Akademik Veri Yönetim Sistemi
Engineering, Technology and Applied Science Research, cilt.16, sa.1, ss.32524-32533, 2026 (Scopus)
The unpredictable and highly dynamic nature of cryptocurrency markets has driven researchers to develop advanced forecasting techniques that can support decision-making in trading and risk management. This study proposes a hybrid deep learning framework that combines a Transformer with recurrent models for multi-step Bitcoin price forecasting. The model operates on log-differenced closing prices and is evaluated for 7-, 14-, and 21-day ahead prediction using recursive multi-step forecasting schemes. In addition to the proposed Transformer-based architectures, a comprehensive comparison was conducted against four benchmark recurrent models, namely Long Short-Term Memory (LSTM) and Gated Recurrent Unit (GRU), along with their bidirectional variants Bidirectional-LSTM (BiLSTM) and Bidirectional GRU (BiGRU). Model performance was assessed using standard regression metrics, including Mean Absolute Error (MAE), Root Mean Square Error (RMSE), Mean Absolute Percentage Error (MAPE), and Directional Accuracy (DA) to quantify the accuracy of predicted price movements.
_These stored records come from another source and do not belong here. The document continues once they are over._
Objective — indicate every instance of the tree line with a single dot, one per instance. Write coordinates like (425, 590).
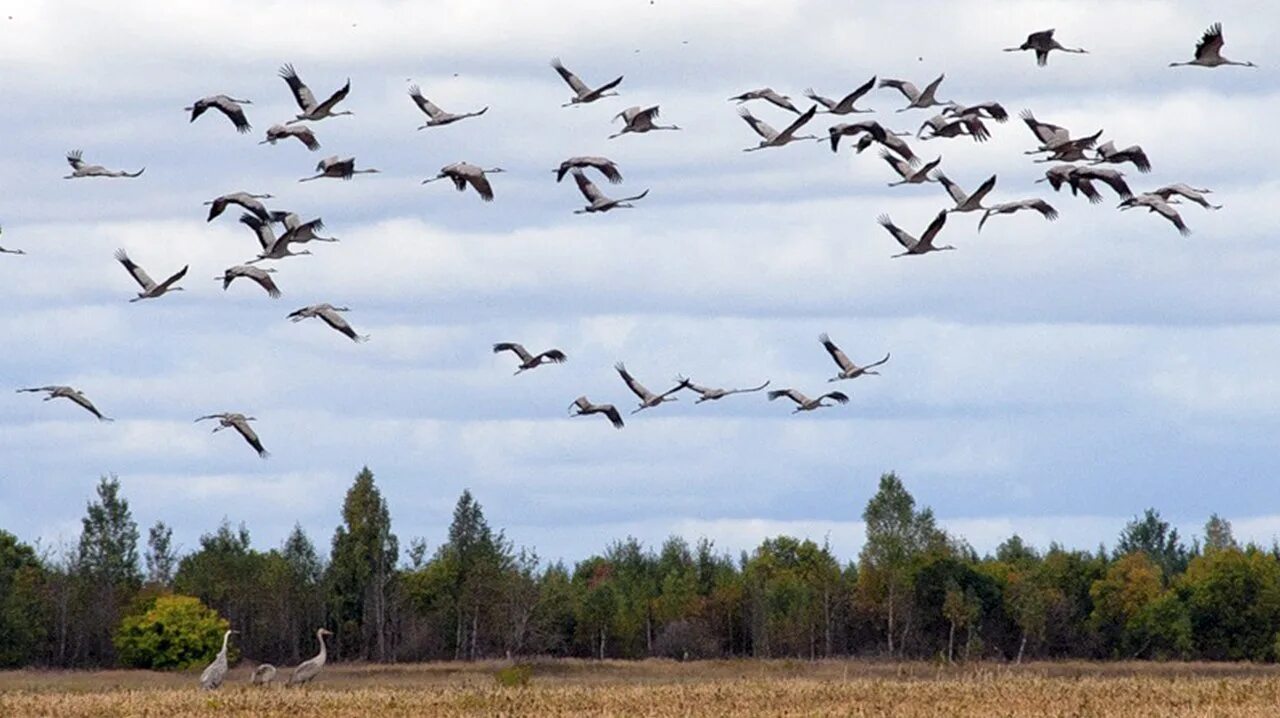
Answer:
(914, 593)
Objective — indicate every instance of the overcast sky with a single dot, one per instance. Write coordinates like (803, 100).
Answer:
(1047, 378)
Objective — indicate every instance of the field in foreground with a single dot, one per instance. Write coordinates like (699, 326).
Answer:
(658, 687)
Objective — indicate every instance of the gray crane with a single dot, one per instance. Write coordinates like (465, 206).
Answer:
(214, 675)
(338, 168)
(1010, 207)
(805, 403)
(598, 202)
(435, 117)
(1042, 42)
(581, 92)
(845, 105)
(312, 110)
(639, 120)
(246, 200)
(329, 315)
(913, 246)
(80, 169)
(309, 670)
(773, 138)
(848, 369)
(528, 360)
(301, 133)
(68, 393)
(1208, 51)
(240, 422)
(150, 289)
(607, 167)
(228, 106)
(263, 277)
(648, 399)
(583, 406)
(466, 173)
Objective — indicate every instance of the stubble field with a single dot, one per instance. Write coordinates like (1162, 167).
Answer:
(657, 687)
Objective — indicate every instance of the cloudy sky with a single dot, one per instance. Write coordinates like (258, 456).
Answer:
(1047, 378)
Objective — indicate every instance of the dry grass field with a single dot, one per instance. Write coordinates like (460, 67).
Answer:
(657, 687)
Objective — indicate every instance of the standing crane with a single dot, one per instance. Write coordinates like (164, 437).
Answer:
(912, 245)
(465, 173)
(648, 399)
(150, 289)
(228, 106)
(581, 92)
(328, 314)
(772, 137)
(1208, 51)
(309, 670)
(240, 422)
(805, 403)
(597, 201)
(68, 393)
(213, 676)
(1042, 42)
(312, 110)
(435, 117)
(848, 369)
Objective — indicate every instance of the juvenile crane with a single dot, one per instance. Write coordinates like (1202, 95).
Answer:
(150, 289)
(68, 393)
(848, 369)
(528, 360)
(240, 422)
(435, 117)
(312, 110)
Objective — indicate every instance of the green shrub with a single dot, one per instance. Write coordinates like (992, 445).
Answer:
(169, 631)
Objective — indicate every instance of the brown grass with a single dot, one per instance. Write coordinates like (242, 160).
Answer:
(659, 687)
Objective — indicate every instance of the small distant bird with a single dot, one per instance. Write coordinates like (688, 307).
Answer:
(329, 315)
(581, 92)
(1192, 193)
(337, 167)
(1208, 51)
(311, 110)
(81, 169)
(261, 275)
(805, 403)
(909, 174)
(846, 104)
(772, 137)
(917, 99)
(597, 201)
(848, 369)
(967, 202)
(648, 399)
(912, 245)
(150, 289)
(240, 422)
(528, 360)
(709, 394)
(639, 120)
(1109, 154)
(768, 95)
(1010, 207)
(68, 393)
(304, 135)
(1043, 42)
(465, 173)
(229, 106)
(246, 200)
(435, 117)
(1156, 204)
(584, 407)
(607, 167)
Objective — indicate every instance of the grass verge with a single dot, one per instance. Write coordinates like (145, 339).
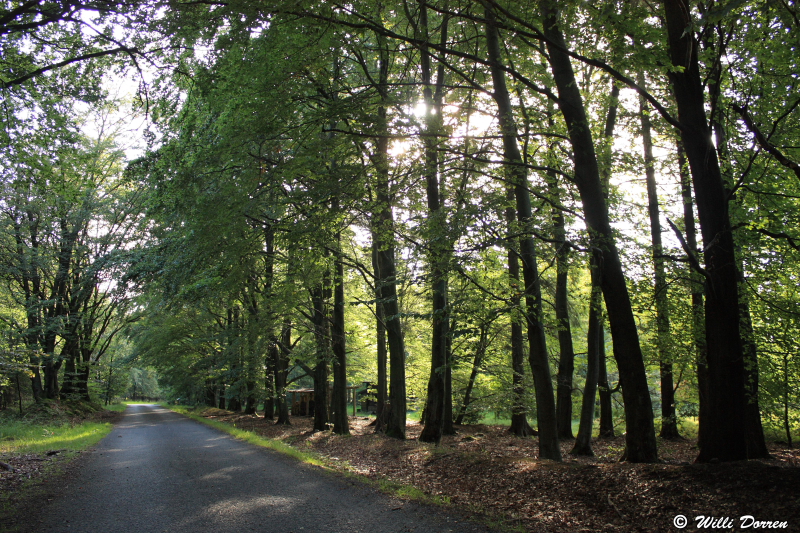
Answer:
(399, 490)
(41, 445)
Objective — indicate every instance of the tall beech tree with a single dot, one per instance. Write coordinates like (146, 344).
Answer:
(723, 435)
(518, 177)
(640, 436)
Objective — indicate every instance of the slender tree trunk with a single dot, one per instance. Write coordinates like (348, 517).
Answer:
(387, 275)
(438, 240)
(280, 358)
(480, 351)
(723, 437)
(538, 357)
(640, 435)
(341, 424)
(605, 392)
(519, 411)
(382, 410)
(696, 288)
(583, 444)
(566, 359)
(322, 337)
(669, 420)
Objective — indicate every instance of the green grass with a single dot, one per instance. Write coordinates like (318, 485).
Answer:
(25, 437)
(249, 436)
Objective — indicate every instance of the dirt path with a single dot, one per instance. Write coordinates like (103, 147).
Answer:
(161, 472)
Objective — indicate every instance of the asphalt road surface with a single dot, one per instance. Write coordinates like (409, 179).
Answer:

The experimental results show that the Transformer-based models outperform standalone recurrent architectures across all forecasting methods, with the Transformer-LSTM achieving the lowest error values and strong trend-tracking behavior. These findings highlight the effectiveness of hybrid attention-recurrent architectures for modeling the nonlinear and volatile dynamics of Bitcoin markets.